Technical Parameters
| Parameter Category | Specific Indicators |
|---|---|
| Material | Carbon fiber + epoxy resin / vinyl ester resin |
| Density | 1.7–2.1 g/cm³ |
| Compressive Strength | ≥150 MPa |
| Flexural Strength | ≥220 MPa |
| Operating Temperature | –60°C ~ 200°C (standard model) +60°C ~ 260°C (high-temperature customized model) |
| Flame Retardancy Rating | UL94 V0 grade (standard configuration) |
| Dielectric Strength | ≥25 kV/mm |
| Standard Dimensions | Inner diameter: 5mm–300mm, Wall thickness: 1mm–25mm, Length customizable (standard: 1–6m) |
| UV Resistance Performance | GB/T 16422.2-1999, strength retention rate after aging test ≥85% |
| Environmental Protection Indicators | No alkali (alkali content ≤0.5%), no heavy metals, compliant with RoHS standards |
FAQ
1. What is the core difference between basalt fiberglass tubes and ordinary fiberglass tubes?
The core difference lies in the raw materials and the upper limit of performance: ① Raw materials: Basalt fiberglass tubes use natural basalt fibers, while ordinary fiberglass tubes use glass fibers; ② High-temperature resistance: The basalt type is conventionally 200℃ (up to 260℃), while the common type is only 120℃. ③ Mechanical properties: Basalt type has higher compressive/bending strength and better fatigue resistance. ④ Environmental friendliness: Basalt fiber is free of alkali and heavy metals, while ordinary fiberglass tubes contain some alkali. ⑤ Service life: 20 to 30 years for basalt models and 15 to 20 years for regular models. The difference is more pronounced in harsh environments.

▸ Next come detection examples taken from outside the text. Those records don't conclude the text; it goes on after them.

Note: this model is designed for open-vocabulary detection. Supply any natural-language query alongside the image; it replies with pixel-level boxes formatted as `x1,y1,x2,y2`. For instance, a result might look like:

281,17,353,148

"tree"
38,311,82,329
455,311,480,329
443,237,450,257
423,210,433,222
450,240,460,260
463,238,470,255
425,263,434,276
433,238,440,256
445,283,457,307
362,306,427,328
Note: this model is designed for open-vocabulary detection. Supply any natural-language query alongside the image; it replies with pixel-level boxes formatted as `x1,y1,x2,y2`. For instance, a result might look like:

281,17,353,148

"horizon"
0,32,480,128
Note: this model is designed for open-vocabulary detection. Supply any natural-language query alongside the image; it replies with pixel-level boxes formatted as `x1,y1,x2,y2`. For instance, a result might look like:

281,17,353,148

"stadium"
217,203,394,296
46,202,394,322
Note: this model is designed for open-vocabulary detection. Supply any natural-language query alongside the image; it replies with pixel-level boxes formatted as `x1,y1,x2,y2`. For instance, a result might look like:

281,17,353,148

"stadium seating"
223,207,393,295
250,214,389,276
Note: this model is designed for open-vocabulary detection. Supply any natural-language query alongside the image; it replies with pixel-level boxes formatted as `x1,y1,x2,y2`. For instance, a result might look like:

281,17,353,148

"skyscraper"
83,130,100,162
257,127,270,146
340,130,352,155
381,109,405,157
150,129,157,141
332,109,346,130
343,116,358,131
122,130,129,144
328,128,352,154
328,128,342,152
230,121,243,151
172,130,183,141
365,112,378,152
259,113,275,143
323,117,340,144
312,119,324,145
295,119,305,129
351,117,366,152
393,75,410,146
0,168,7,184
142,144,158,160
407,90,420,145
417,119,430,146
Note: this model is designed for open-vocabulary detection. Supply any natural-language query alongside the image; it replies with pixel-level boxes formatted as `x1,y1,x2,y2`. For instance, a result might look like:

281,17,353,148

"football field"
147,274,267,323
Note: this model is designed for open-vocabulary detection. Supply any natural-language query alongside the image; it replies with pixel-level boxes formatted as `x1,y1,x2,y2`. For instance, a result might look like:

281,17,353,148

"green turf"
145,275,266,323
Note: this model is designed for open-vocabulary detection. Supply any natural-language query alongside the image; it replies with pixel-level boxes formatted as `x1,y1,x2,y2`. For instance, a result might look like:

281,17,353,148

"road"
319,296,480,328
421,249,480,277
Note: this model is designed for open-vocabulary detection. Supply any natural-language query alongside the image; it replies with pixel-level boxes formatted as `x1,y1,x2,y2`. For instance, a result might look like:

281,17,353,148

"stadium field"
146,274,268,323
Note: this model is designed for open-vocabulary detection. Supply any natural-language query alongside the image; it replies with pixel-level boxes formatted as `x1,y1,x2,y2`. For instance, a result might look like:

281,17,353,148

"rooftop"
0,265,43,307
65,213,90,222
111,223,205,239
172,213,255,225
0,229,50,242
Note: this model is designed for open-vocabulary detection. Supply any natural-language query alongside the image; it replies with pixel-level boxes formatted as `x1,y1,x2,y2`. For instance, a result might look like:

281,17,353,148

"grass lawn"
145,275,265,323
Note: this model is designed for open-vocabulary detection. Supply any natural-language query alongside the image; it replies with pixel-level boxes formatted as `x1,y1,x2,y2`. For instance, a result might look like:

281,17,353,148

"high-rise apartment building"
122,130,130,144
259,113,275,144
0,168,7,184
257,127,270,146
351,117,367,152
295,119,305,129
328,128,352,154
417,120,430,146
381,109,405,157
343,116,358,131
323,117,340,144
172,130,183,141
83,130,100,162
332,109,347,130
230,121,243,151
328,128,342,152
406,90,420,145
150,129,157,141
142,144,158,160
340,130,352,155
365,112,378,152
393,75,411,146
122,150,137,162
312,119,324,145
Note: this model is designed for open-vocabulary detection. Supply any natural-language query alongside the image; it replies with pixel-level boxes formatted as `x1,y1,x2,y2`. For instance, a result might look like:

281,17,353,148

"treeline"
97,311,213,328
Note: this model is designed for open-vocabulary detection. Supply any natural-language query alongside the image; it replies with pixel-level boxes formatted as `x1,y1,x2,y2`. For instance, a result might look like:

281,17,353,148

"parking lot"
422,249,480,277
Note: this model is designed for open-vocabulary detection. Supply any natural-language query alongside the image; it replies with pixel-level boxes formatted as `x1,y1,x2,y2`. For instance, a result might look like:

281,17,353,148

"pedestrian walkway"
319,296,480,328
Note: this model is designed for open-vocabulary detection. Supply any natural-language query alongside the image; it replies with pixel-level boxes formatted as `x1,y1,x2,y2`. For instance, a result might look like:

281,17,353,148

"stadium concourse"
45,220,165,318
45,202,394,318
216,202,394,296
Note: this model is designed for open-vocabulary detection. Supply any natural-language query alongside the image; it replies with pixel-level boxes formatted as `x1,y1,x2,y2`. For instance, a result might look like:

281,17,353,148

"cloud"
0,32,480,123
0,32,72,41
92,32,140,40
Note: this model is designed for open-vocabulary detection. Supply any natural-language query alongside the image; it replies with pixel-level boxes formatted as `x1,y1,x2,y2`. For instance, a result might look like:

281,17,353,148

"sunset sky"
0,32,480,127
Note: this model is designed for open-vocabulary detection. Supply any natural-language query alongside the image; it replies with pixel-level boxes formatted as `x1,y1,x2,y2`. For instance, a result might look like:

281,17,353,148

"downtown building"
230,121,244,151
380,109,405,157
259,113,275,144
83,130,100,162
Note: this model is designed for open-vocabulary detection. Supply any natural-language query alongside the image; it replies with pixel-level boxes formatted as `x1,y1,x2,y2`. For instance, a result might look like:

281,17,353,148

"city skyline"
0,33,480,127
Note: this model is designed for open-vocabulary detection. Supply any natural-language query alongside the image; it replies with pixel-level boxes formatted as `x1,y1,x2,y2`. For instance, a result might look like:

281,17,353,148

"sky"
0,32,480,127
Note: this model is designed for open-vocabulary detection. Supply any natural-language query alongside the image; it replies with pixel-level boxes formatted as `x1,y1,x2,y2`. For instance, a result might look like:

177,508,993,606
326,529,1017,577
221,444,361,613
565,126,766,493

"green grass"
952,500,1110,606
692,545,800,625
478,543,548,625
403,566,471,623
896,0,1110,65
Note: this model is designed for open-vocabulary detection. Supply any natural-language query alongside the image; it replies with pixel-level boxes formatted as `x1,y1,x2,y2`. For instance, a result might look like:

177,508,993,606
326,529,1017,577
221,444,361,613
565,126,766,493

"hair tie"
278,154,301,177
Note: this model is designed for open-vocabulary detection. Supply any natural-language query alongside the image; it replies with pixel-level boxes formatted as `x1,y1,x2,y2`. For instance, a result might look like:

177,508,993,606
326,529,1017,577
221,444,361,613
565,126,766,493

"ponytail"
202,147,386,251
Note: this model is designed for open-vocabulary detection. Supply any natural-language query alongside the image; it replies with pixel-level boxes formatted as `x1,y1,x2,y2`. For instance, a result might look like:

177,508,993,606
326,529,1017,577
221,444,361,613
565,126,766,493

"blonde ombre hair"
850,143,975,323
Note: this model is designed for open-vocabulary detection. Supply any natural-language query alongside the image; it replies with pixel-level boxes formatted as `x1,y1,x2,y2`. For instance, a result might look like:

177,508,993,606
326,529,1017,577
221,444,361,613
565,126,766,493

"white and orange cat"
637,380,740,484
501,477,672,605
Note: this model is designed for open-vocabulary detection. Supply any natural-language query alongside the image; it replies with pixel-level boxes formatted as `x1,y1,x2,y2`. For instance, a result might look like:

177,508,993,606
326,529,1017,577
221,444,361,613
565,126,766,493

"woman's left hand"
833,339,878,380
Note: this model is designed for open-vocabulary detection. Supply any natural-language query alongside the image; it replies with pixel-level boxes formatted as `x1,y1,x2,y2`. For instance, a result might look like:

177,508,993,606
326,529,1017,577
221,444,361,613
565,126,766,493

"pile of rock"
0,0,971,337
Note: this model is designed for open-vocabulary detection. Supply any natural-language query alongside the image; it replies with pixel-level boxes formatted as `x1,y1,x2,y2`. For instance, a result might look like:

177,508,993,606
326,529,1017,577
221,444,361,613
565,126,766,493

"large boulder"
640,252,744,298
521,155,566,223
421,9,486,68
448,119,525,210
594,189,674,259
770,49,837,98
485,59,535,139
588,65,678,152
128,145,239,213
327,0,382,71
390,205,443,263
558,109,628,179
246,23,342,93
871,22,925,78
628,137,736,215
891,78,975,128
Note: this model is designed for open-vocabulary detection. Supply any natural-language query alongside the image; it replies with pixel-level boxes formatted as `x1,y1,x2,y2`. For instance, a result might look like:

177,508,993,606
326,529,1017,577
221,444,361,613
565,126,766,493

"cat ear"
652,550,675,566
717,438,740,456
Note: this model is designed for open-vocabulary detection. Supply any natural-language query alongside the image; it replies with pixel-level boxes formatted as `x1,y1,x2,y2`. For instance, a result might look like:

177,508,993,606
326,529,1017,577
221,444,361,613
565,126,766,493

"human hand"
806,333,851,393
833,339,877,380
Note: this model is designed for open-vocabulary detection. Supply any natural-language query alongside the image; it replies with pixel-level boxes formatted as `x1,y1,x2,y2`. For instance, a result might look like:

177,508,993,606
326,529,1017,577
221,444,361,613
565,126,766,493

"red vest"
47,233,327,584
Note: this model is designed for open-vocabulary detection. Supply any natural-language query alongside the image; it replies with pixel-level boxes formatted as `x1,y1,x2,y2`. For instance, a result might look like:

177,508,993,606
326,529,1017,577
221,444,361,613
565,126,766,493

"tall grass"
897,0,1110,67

2. What should be noted when using basalt fiberglass tubes in high-temperature environments above 200℃?
① The regular model is recommended for use at 200℃ or below. If the temperature exceeds 200℃, a high-temperature customized model (compatible with 260℃) should be selected. ② In high-temperature environments, avoid collisions with sharp objects to prevent damage to the pipe wall and affect performance. ③ When installing, reserve a small amount of space for thermal expansion and contraction, and use high-temperature resistant adhesives or metal flanges for connection. When used for a long time at temperatures above 200℃, it is recommended to regularly (every 1-2 years) inspect the appearance and performance of the pipe.